This week's recommended readings are Goodfellow's Deep Learning textbook Chapter 9 and several articles that can be downloaded from the main course page. These include two review articles on deep learning which cover convolutional neural networks and several original papers on the different convolutional architectures we will discuss this week.
We will implement this week's programming lab using PyTorch. PyTorch is an open source machine learning framework used for deep learning applications. The package is popular among scientists and research-focused developers because of its flexibility and use of dynamic computational graphs. The PyTorch website is an excellent resource for documentation and tutorials.

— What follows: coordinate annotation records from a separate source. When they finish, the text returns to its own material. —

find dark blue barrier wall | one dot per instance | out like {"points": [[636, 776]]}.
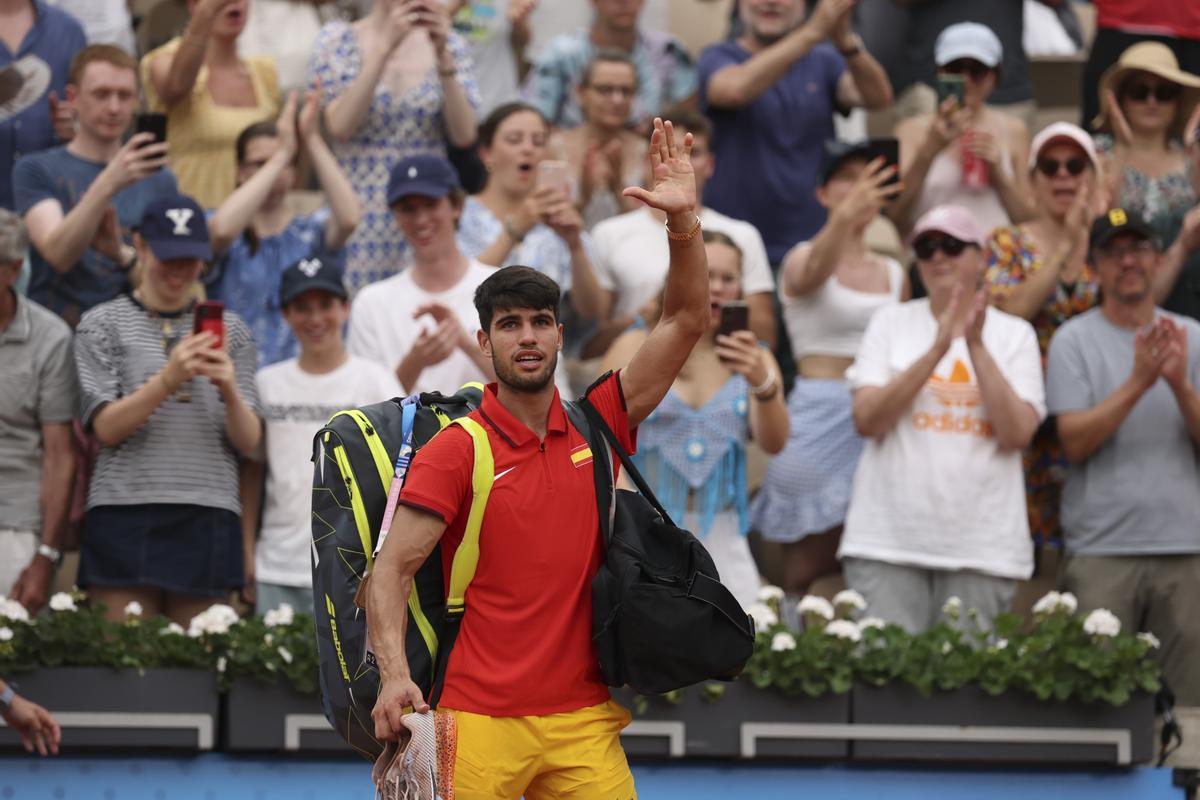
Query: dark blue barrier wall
{"points": [[223, 777]]}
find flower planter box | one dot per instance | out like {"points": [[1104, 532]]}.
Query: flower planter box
{"points": [[745, 722], [160, 709], [259, 716], [969, 725]]}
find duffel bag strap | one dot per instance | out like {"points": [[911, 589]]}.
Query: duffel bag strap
{"points": [[466, 558]]}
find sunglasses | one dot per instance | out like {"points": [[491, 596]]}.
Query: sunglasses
{"points": [[1050, 167], [970, 67], [928, 246], [1163, 92]]}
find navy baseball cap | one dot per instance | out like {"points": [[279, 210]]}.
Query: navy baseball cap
{"points": [[1115, 222], [423, 175], [175, 227], [310, 274], [834, 154]]}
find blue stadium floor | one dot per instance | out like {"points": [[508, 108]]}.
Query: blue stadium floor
{"points": [[223, 777]]}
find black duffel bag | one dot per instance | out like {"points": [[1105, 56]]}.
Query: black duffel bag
{"points": [[660, 617]]}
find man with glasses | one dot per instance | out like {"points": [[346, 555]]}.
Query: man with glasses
{"points": [[948, 392], [1121, 384], [666, 74]]}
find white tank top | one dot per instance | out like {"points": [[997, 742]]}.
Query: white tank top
{"points": [[831, 319]]}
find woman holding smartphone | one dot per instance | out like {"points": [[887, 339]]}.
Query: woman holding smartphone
{"points": [[523, 215], [396, 83], [173, 411], [209, 94], [829, 289], [256, 235], [693, 447], [965, 152]]}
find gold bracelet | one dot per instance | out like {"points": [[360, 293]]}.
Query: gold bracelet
{"points": [[677, 236]]}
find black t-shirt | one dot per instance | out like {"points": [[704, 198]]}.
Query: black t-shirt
{"points": [[1185, 298]]}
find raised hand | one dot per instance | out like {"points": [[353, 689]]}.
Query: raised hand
{"points": [[1121, 131], [869, 194], [1174, 364], [675, 181], [286, 126]]}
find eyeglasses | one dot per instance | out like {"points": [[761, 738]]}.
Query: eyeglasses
{"points": [[975, 70], [928, 246], [1050, 167], [1117, 253], [609, 90], [1163, 92]]}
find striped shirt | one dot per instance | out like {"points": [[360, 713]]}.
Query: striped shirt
{"points": [[181, 453]]}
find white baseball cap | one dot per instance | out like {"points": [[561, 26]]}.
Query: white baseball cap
{"points": [[1063, 132], [969, 41]]}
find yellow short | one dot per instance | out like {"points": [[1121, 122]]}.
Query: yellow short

This week we will build a convolutional neural network (CNN) and train it to classify object images into 10 different categories. We will use the CIFAR-10 data set to train and test our model. This data set consists of 60,000 low-resolution photos of objects from 10 different categories. Fig. 1 shows example images for each category.Compared to the relatively simple binary classification problem that we solved previously with the perceptron and logistic regression model, multi-class object categorization is a much more complex problem to solve. We thus need a more complex model: a feedforward convolutional neural network (CNN). Standard CNNs resemble HMAX in architecture but have trainable parameters. We will train our model through supervised learning with backpropagation and use gradient descent to optimize the weights, as before. However, given the increased complexity of our model, we need to carefully set up our learning problem to ensure fast and successful weight optimization. This involves preprocessing of the data (images) and careful initialization of the weights, both of which will be discussed below.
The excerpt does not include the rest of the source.